Most of the TV commenters noted the “swiftest possible conclusion” passage of John McCain’s acceptance speech last night:
We are in Iraq and our most vital security interests are clearly involved there. The next President must explain how he or she intends to bring that war to the swiftest possible conclusion without exacerbating a sectarian conflict that could quickly descend into genocide; destabilizing the entire Middle East.
Which is, shall we say, a more politic formulation than suggesting we may stay there for another 100 years. But I was more interested in the back end of that sentence, the part about not “exacerbating a sectarian conflict that could quickly descend into genocide.” This is a massive leap toward reality by McCain who, up till last night, was describing the war as a binary struggle against Al Qaeda. Here, he is at least, acknowledging the complexity of the situation and the real reason why pulling out will be risky: sectarian conflict spinning out of control, as opposed to Al Qaeda taking over the country.
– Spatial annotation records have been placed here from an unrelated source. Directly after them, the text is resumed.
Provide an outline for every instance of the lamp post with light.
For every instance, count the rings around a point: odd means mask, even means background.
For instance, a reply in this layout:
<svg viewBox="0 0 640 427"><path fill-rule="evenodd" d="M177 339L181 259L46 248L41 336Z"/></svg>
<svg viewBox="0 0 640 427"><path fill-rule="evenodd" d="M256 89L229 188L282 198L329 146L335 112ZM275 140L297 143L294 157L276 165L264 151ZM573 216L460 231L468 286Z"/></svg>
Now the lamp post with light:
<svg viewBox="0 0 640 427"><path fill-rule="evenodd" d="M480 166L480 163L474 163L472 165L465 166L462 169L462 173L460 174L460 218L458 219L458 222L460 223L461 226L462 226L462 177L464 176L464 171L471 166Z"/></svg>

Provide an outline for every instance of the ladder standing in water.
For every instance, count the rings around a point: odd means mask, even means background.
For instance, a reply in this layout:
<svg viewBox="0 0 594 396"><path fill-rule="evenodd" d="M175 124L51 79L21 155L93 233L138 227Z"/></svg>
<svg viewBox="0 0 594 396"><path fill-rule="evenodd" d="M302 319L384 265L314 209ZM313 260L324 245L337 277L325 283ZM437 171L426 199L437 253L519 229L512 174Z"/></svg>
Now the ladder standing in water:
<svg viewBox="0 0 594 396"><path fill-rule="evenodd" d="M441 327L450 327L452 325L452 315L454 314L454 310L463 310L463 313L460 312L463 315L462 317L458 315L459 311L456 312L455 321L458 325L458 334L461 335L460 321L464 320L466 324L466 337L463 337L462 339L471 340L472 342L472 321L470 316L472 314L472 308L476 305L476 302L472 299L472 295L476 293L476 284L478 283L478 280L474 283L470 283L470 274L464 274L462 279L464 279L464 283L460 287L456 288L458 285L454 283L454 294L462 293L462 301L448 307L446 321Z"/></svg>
This is good news. It means we may be able to have a real debate on Iraq this fall, absent the Dems-want-to-hand-Al Qaeda-a-victory fearmongering. It’s a complicated debate: Clinton-Obama will, and should, argue that an orderly withdrawal is the only way to force the Iraqis to get their act together. McCain will argue–and he may be right–that Iraq will fall apart as soon as we leave. The Democrats will have to figure out an answer to that, although the best one is probably this: Iraq’s neighbors have a real stake in keeping the country whole and weak, and they’ll prefer to work out a regional equilibrium–with our help, perhaps–rather than a land grab, regional war or anarchy.
The Democrat will also argue that keeping U.S. troops there in perpetuity is (a) way too expensive, given our economic troubles, (b) too taxing for our forces and (c) a diversion from the real war in Afghanistan, where perhaps another division of U.S. troops will be needed. (McCain probably agrees about the need for more troops in Afghanistan, but he has–weirdly–criticized Obama’s willingness to strike Al Qaeda sites in Pakistan.)
In any case, McCain is to be congratulated for his accurate description of the stakes in Iraq.